In his beautiful book entitled, “The Longing for Home,” the gifted writer Frederick Buechner speaks of home as our origin and as our destination. “What is the connection between the home we knew and the home we dream?” he asks. “I believe that what we long for most in the home we knew is the peace and charity that, if we were lucky, we first came to experience there, and I believe that it is that same peace and charity we dream of finding once again in the home that that the tide of time draws us toward.”
He concludes, “The first home foreshadows the final home, and the final home hallows and fulfills what was most precious in the first. That, at least, is my prayer for all of us.” It is a good prayer, and it is a prayer answered in the words of Jesus, Son of Joseph, the Rabbi whose home in Nazareth was the first step towards reaching that home that awaited him in heaven.
The promise that the Galilean Teacher makes to each of us is that he will bring us to that same home when our days are done on earth, and although he calls it his “Father’s house,” it is so much more than just a house, because in it we will find someone, not empty space, someone whose heart is full of love for us, whose arms open for us when we enter, whose eyes fill with tears of joy when they see us.
That is the home we are promised, if we would follow the way of the Teacher, heeding his words and his world view, loving one another, forgiving one another, giving to one another, expressing in these ways that we are brothers and sisters, not mortal enemies or wary strangers to one another on the sidewalks of a cold-hearted world.
Thomas, one of the followers of the Teacher, asked him, “Master, we do not know where you are going. How can we know the way?” And the Teacher said to him, “I am the way and the truth and life,” with those words reminding Thomas and the rest of us that the love, the peace, the happiness that we yearn will be found when we do as he did, when we live as he lived. Walking in his footsteps eventually leads us back home to him.
A number of years ago, tragedy struck when the lives of a young married couple were taken in a car accident, leaving five young children without parents, without a home, without a clear future. Soon after the funeral, the godparents of each of the children agreed that they would take the child for whom they were godparents, a sensible plan, although not perfect, not pain free for the children.

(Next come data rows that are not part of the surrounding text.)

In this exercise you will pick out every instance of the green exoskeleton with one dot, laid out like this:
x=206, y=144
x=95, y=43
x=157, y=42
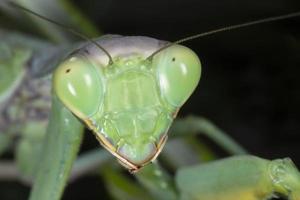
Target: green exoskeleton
x=128, y=90
x=129, y=103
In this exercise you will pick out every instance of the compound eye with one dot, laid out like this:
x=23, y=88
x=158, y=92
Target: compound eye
x=179, y=71
x=78, y=85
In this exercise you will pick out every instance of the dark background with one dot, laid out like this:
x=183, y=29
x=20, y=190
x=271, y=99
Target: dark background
x=250, y=85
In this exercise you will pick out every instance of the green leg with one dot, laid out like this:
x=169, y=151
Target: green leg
x=199, y=125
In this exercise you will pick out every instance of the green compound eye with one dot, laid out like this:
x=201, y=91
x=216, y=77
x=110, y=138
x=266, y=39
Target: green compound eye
x=179, y=71
x=78, y=85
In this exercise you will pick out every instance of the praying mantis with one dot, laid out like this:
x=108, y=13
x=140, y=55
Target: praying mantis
x=89, y=85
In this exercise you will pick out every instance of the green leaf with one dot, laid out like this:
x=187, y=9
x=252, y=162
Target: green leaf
x=64, y=135
x=5, y=142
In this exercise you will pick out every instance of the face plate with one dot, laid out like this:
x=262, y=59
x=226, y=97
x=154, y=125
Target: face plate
x=130, y=110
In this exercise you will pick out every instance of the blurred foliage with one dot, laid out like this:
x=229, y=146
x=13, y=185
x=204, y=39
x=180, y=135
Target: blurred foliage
x=46, y=158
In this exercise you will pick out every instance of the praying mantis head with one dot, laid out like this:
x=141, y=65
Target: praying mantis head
x=128, y=103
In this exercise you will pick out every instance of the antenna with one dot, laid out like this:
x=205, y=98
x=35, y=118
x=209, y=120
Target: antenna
x=67, y=28
x=227, y=28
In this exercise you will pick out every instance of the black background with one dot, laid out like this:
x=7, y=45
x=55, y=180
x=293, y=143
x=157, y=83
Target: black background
x=250, y=85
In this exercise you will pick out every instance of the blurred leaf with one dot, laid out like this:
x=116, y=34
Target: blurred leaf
x=28, y=150
x=199, y=125
x=5, y=142
x=121, y=187
x=64, y=135
x=89, y=161
x=157, y=182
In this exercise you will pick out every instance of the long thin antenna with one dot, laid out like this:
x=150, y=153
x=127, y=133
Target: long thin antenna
x=71, y=30
x=227, y=28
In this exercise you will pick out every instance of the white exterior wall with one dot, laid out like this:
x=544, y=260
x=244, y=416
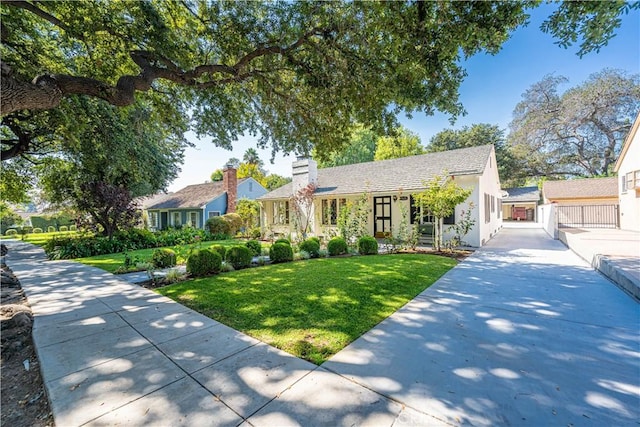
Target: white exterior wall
x=630, y=199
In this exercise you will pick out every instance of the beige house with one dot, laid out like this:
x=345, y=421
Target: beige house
x=388, y=186
x=628, y=169
x=587, y=191
x=520, y=204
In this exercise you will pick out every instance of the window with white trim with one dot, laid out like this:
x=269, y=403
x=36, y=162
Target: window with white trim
x=331, y=209
x=281, y=212
x=153, y=219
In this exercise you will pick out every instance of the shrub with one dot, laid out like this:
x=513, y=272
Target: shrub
x=367, y=245
x=217, y=225
x=255, y=246
x=203, y=262
x=163, y=258
x=235, y=222
x=280, y=252
x=255, y=233
x=337, y=246
x=239, y=257
x=311, y=246
x=221, y=250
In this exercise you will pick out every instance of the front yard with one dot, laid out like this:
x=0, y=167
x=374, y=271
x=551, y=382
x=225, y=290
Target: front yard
x=113, y=263
x=312, y=309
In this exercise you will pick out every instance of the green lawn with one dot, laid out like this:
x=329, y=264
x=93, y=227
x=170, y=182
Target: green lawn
x=314, y=308
x=112, y=262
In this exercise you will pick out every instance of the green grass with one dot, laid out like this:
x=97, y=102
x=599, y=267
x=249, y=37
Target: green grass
x=41, y=238
x=314, y=308
x=112, y=262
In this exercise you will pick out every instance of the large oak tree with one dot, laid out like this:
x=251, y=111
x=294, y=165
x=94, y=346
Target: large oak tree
x=296, y=73
x=575, y=133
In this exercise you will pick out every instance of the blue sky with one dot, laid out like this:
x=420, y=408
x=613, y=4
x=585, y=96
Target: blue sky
x=491, y=90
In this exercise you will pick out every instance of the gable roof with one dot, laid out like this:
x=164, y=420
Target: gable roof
x=146, y=201
x=408, y=173
x=521, y=194
x=192, y=196
x=581, y=188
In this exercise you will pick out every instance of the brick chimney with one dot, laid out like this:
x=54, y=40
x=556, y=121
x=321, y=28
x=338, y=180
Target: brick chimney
x=305, y=172
x=230, y=186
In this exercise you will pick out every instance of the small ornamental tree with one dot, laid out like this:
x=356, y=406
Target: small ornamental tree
x=302, y=210
x=440, y=198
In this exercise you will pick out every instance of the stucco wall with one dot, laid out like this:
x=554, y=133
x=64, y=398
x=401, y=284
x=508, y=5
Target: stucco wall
x=630, y=199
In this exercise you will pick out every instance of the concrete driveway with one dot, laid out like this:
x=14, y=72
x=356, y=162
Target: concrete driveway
x=524, y=332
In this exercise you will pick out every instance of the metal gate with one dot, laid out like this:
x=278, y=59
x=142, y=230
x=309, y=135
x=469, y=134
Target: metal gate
x=588, y=216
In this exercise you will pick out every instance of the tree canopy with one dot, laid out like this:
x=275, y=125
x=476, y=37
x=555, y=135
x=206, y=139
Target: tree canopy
x=110, y=157
x=578, y=132
x=296, y=73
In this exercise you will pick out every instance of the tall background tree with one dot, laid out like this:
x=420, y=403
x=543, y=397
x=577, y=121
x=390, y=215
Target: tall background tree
x=578, y=132
x=402, y=143
x=297, y=74
x=109, y=157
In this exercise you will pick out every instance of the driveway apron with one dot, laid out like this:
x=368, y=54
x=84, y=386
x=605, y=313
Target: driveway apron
x=523, y=332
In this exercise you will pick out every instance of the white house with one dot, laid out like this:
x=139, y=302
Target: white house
x=194, y=204
x=628, y=169
x=388, y=186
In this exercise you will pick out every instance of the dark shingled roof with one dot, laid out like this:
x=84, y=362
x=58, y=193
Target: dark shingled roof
x=407, y=173
x=521, y=194
x=192, y=196
x=581, y=188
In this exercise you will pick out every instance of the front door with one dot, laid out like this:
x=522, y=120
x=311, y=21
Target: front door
x=163, y=220
x=382, y=216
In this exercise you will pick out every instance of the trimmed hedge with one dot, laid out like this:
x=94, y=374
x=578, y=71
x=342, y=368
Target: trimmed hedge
x=337, y=246
x=204, y=262
x=311, y=246
x=254, y=246
x=222, y=251
x=239, y=257
x=217, y=225
x=164, y=258
x=367, y=245
x=280, y=252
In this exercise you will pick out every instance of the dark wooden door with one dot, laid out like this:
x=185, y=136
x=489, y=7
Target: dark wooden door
x=382, y=216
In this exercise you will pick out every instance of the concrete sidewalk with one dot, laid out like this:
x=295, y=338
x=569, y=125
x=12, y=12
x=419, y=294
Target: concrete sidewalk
x=521, y=333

While thanking the godparents for their generosity, the maternal grandmother of the children, although aged, said that she would take the five children and raise them because she did not want them separated from one another. She said she would give them a home where they could grow up together, which she did, giving them not only a place, but a person who loved them enough to know that the loss of their siblings would be even more grief piled upon them as they suffered through the loss of their parents.
So, with more years behind her than ahead of her, the grandmother almost single-handedly raised the five children, showing them love, keeping them together as a family, making a home for them until they were old enough to stand on their own two feet. Her heart rightly told her that the children needed a home, not just a house.
We all yearn for that home, to be with that person who loves us, comforts us, and heals us, taking the emptiness in our heart and filling it with love, making us feel like we have–at last–a place to lay our heads peacefully, restfully, happily. That home, the Galilean Teacher tells us today, is with him. “I will come back again and take you to myself, so that where I am you also may be.” It is a promise that, we pray, with dying breath, he will not break.